- Battle of Rohilla: Part of Early Mughal-Sikh Wars
| Date | 4 October,1621 |
| Location | Northeast of Amritsar at Rohilla (later named Hargobindpur) |
| Result | Sikh victory |

Belligerents
- Akal Sena (Sikhs): Mughal Empire

Commanders and leaders
- Jattu †: Abdul Khan † Karam Chand † Ratan Chand †

Units involved
- Unknown: 4,000

Casualties and losses
- Unknown: Unknown

= Battle of Rohilla =

Military Campaign

The Battle of Rohilla, also known as the Battle of Hargobindpur, was a 1621 campaign by the Mughal Empire against the growing influence of the Sikhs. The battle was fought on 4 October 1621 (3 Kattak 1678 Bk).

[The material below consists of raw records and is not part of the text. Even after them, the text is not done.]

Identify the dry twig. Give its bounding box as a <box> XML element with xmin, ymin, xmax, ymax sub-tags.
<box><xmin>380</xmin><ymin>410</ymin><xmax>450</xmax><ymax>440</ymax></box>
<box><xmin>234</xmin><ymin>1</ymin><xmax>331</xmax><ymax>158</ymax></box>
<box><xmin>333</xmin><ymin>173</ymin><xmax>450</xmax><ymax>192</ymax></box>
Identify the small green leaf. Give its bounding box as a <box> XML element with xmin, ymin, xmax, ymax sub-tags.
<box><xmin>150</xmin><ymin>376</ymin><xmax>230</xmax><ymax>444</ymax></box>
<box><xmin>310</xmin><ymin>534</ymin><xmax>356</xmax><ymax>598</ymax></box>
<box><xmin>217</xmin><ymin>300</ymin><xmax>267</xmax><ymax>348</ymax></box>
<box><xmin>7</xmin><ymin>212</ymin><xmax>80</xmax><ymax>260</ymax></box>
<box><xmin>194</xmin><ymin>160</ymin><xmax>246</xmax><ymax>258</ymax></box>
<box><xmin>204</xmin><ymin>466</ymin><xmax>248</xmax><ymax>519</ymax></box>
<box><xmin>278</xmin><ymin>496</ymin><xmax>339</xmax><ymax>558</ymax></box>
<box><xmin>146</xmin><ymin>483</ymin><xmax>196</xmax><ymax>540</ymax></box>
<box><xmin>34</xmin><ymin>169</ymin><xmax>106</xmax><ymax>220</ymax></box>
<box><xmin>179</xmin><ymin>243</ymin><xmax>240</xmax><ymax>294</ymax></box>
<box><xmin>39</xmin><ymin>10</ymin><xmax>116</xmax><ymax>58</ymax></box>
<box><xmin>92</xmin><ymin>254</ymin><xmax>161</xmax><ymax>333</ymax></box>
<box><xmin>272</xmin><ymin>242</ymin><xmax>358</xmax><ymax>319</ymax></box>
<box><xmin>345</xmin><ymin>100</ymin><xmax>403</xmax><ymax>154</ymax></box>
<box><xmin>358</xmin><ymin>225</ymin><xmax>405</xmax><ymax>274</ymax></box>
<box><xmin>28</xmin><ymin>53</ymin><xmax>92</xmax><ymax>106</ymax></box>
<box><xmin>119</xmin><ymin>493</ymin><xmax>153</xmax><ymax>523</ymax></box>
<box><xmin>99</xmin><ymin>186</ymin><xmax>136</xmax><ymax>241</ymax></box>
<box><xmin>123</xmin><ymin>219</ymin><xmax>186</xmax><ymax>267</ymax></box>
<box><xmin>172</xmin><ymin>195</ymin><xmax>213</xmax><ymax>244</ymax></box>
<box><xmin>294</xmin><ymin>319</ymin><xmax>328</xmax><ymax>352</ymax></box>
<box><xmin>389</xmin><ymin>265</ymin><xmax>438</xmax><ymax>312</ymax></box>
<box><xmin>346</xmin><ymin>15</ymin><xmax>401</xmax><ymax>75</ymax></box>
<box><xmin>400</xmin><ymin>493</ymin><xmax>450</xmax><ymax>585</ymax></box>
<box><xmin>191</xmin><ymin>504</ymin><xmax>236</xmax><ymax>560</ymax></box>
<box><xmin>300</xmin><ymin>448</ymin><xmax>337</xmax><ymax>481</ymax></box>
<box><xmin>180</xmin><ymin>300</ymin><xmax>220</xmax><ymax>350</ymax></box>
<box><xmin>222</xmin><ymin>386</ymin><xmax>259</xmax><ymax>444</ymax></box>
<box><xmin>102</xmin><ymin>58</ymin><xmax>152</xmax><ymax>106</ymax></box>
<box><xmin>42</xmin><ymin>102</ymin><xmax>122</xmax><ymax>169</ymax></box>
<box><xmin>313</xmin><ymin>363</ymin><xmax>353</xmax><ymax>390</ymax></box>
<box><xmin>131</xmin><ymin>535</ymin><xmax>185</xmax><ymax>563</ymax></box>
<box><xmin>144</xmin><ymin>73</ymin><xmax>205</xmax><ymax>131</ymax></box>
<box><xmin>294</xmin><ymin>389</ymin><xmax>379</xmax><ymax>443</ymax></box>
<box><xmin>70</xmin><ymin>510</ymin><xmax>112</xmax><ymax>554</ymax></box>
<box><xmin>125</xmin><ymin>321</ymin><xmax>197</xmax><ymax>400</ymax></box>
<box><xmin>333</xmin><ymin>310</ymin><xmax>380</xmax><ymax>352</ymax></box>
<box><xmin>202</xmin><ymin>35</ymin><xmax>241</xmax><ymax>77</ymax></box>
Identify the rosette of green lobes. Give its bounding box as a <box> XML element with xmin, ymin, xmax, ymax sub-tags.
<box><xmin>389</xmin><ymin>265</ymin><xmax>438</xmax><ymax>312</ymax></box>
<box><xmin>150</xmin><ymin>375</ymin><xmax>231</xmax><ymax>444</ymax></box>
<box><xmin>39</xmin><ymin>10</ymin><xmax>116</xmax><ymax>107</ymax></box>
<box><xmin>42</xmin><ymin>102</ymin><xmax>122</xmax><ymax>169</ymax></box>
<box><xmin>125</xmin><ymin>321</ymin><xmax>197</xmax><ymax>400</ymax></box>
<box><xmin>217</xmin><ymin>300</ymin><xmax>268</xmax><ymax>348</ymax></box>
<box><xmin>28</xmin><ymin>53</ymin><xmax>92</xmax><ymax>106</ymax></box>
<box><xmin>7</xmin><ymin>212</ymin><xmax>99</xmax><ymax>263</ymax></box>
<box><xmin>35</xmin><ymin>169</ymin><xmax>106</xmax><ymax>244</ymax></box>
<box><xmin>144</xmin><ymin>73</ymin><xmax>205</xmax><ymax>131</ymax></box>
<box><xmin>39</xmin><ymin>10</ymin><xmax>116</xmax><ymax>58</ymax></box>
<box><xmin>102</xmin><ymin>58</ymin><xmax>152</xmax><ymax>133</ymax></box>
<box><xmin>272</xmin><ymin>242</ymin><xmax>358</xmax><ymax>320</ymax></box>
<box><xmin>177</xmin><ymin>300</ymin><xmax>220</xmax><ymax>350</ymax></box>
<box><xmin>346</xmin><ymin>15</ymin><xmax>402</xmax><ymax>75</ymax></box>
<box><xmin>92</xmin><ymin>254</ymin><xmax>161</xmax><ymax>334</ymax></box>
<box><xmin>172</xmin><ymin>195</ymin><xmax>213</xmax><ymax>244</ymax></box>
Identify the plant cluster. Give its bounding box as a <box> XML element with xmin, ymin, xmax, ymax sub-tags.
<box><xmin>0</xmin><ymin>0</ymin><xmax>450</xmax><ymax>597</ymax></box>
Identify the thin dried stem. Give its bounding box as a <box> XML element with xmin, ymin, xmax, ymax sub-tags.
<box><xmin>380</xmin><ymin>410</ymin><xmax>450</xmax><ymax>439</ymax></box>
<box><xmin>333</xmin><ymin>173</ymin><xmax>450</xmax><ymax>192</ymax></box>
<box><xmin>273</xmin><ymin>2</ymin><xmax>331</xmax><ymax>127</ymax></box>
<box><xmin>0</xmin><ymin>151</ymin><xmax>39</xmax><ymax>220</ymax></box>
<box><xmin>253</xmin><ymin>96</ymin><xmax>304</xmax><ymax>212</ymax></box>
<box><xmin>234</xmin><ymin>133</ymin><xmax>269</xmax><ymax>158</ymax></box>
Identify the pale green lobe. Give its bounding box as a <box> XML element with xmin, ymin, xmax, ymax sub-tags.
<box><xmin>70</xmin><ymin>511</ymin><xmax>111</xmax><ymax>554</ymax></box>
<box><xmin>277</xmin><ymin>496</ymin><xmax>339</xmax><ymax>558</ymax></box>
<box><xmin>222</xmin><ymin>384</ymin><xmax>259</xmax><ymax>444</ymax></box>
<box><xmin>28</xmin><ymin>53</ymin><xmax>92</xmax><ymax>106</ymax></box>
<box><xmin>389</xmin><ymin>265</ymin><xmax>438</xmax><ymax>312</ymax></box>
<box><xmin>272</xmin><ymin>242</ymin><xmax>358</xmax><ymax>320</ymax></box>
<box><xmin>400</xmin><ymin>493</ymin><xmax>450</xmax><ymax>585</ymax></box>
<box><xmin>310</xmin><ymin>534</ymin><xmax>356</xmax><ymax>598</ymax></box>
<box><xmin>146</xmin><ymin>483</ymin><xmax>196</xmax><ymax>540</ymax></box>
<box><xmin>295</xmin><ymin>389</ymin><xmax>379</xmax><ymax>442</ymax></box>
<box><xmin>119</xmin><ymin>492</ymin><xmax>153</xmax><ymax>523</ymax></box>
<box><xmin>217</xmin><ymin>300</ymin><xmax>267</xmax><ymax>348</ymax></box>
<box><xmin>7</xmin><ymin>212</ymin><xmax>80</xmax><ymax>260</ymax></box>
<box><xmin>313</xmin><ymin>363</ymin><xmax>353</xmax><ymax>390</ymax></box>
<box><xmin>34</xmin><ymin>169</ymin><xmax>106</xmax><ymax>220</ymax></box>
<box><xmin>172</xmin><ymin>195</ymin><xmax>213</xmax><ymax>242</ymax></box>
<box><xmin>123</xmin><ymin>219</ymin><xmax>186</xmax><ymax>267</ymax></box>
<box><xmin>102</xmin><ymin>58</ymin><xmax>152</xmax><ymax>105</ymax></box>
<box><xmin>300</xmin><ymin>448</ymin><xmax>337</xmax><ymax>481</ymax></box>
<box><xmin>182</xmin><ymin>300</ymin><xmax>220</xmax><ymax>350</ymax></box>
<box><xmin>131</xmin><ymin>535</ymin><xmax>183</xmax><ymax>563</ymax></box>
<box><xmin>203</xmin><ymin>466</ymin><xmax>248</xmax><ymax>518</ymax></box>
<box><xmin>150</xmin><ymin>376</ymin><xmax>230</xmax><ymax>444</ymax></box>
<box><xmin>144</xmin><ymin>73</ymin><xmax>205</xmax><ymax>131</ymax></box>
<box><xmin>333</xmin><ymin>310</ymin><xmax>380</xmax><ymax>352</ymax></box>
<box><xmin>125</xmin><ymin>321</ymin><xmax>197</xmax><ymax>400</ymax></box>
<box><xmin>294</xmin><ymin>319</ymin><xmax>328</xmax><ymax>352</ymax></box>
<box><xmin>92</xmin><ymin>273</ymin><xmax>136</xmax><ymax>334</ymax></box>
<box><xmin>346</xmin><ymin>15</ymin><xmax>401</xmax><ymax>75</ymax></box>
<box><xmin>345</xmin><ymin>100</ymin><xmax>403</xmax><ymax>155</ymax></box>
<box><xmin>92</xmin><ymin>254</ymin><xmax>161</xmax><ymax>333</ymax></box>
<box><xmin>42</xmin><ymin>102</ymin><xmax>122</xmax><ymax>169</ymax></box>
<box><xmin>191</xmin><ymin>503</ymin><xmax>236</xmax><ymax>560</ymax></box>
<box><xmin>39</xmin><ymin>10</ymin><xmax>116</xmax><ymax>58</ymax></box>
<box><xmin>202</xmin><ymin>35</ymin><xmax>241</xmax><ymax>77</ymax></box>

After the execution of Guru Arjan Dev, Guru Hargobind fully militarized the Sikhs into a proper militia mostly based on an irregular cavalry style of warfare. In 1621, Hargobind envisaged a plan to develop a town, Sri Hargobindpur, that was founded by his father. A dispute over the possession of land and plans to erect a building ensued between the Guru and a Khatri Chaudhary named Bhagwan Das. Accordingly, Bhagwan Das attacked the Guru's camp and was subsequently killed in the fight. Das' son, Rattan Chand, and Karam Chand, the son of Chandu Shah (an antipathetic figure in Sikh tradition), forged an alliance and incited the Faujdar of Jalandhar, Abdul Khan, to send an expedition against Guru Hargobind. The Sikhs fought and defeated the contingent of 4,000 Mughal troops sent by Abdul Khan, near the Beas River. The Sikh force's commander Jattu as well as Abdul Khan, Rattan Chand and Karam Chand were killed in the fighting.